The poor man, never supposing that the prince would keep her so long as his wife, and expecting this thing to happen every day, safely laid up the garments of which she had been despoiled the day he espoused her. He now brought them to her, and she put them on, and went as usual about her father's little household affairs, bearing this fierce trial of adverse fortune with the greatest courage imaginable. The prince then gave out that he was to espouse a daughter of one of the counts of Panago; and, seeming as if he made great preparations for his nuptials, he sent for Griselda to come to him, and said to her, "I am going to bring this lady home whom I have just married and intend to show her all possible respect at her first coming: thou knowest that I have no woman with me able to set out the rooms, and do many other things which are requisite on so solemn an occasion. As, therefore, thou art best acquainted with the state of the house, I would have thee make such provision as thou shalt judge proper, and invite what ladies thou wilt, even as tho thou wert mistress of the house, and when the marriage is ended get thee home to thy father's again." Tho these words pierced like daggers to the heart of Griselda, who was unable to part with her love for the prince so easily as she had done with her great fortune, yet she replied, "My lord, I am ready to fulfil all your commands." She then went in her coarse attire into the palace, and with her own hands did she begin to sweep, and set all the rooms to rights, cleaning the stools and benches in the hall like the meanest servant, and directing what was to be done in the kitchen, never giving over till everything was in order and as it ought to be. After this was done she invited, in the prince's name, all the ladies in the country to come to the feast. And on the day appointed for the marriage, meanly clad as she was, she received them in the most genteel and cheerful manner imaginable.

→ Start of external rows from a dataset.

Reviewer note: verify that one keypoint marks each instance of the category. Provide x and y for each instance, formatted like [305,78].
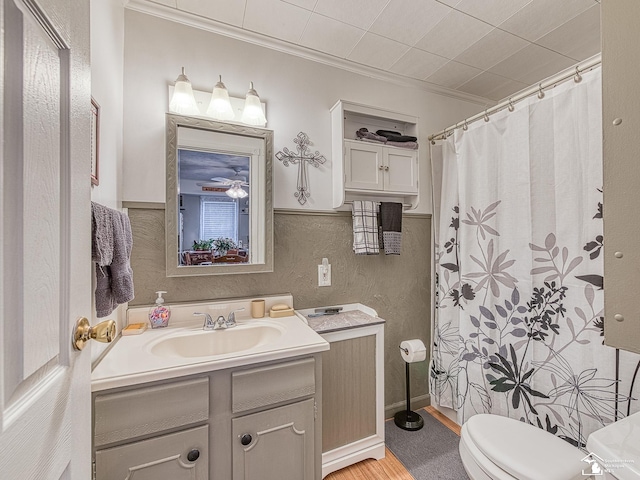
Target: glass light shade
[252,113]
[220,106]
[183,101]
[236,191]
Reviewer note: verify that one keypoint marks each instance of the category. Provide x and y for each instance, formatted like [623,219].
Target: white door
[402,170]
[45,274]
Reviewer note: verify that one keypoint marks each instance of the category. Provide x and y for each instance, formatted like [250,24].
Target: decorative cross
[302,158]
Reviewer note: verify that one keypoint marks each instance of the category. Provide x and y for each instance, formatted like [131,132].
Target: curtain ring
[577,77]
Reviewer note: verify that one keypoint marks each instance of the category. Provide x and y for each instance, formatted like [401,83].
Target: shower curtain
[519,271]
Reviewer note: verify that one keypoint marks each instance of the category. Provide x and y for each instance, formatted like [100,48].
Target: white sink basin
[204,343]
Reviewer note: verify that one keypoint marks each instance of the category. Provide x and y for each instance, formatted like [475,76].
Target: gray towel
[111,243]
[365,228]
[391,227]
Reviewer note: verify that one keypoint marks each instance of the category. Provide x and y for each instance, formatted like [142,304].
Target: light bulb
[220,106]
[183,101]
[252,113]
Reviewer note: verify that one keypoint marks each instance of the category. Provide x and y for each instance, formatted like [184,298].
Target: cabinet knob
[193,455]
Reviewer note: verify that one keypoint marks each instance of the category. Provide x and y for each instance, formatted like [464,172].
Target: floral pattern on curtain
[519,271]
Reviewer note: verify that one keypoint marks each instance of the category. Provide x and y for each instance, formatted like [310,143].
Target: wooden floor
[389,468]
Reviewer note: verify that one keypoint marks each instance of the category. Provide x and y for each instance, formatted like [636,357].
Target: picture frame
[95,141]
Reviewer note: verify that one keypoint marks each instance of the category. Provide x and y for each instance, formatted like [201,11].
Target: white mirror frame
[264,195]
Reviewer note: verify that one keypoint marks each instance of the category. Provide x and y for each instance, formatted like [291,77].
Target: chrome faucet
[209,324]
[231,320]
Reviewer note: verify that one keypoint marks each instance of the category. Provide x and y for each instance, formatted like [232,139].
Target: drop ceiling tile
[491,49]
[330,36]
[532,64]
[579,38]
[377,51]
[491,11]
[225,11]
[540,17]
[168,3]
[502,91]
[453,74]
[359,13]
[490,85]
[451,3]
[276,19]
[418,64]
[407,20]
[306,4]
[453,35]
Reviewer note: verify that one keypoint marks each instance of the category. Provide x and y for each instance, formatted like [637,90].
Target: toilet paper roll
[413,351]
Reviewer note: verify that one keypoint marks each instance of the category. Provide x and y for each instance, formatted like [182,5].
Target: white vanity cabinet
[240,423]
[370,170]
[379,168]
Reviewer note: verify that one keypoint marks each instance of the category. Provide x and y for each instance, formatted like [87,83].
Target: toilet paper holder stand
[407,419]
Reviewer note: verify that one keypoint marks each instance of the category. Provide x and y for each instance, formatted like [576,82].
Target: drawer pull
[193,455]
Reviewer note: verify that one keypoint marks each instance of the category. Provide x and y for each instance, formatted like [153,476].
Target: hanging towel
[111,243]
[396,136]
[365,228]
[391,226]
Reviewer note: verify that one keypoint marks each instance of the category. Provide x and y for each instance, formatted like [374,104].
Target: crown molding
[237,33]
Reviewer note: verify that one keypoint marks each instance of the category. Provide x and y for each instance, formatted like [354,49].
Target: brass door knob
[104,332]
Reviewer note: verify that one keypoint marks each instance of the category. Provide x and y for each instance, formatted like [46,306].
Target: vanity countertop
[143,358]
[353,315]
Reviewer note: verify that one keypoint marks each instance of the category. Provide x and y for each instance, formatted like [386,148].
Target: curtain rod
[573,72]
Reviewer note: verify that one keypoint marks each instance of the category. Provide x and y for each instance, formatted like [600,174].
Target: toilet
[493,447]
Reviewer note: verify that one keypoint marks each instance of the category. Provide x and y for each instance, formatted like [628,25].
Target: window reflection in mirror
[214,207]
[218,211]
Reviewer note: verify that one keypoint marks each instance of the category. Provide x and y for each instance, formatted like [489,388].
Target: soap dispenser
[159,314]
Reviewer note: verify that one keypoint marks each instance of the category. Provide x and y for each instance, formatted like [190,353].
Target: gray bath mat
[430,453]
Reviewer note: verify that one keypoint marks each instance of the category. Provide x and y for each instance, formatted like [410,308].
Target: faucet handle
[231,320]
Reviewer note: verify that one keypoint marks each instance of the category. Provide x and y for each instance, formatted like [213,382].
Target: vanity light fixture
[253,114]
[183,101]
[220,105]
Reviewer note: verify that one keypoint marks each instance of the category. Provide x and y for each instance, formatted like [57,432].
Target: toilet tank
[616,448]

Now, Gualtieri, who had his children carefully brought up at Bologna (the girl being about twelve years old, and one of the prettiest creatures that ever was seen, and the boy six), had sent to his kinswoman there, to desire she would bring them, with an honorable retinue, to Saluzzo, giving it out all the way she came, that she was bringing the young lady to be married to him, without letting any one know to the contrary. Accordingly, they all three set forward, attended by a goodly train of gentry, and, after some days' traveling, reached Saluzzo about dinner-time, when they found the whole company assembled, waiting to see their new lady. The young lady was most graciously received by all the women present, and being come into the hall where the tables were all covered, Griselda, meanly drest as she was, went cheerfully to meet her, saying. "Your ladyship is most kindly welcome." The ladies, who had greatly importuned the prince; tho to no purpose, to let Griselda be in a room by herself, or else that she might have some of her own clothes, and not appear before strangers in that manner, were now seated, and going to be served round, while the young lady was universally admired, and every one said that the prince had made a good change; but Griselda, in particular, highly commended both her and her brother. The marquis now thinking that he had seen enough with regard to his wife's patience, and perceiving that in all her trials she was still the same, being persuaded, likewise, that this proceeded from no want of understanding in her, because he knew her to be singularly prudent, he thought it time to take her from that anguish which he supposed she might conceal under her firm and constant deportment. So, making her come before all the company, he said, with a smile, "What thinkest thou, Griselda, of my bride?" "My lord," she replied, "I like her extremely well; and if she be as prudent as she is fair, you may be the happiest man in the world with her: but I most humbly beg that you would not take those heart-breaking measures with this lady as you did with your last wife, because she is young and has been tenderly educated, whereas the other was inured to hardships from a child."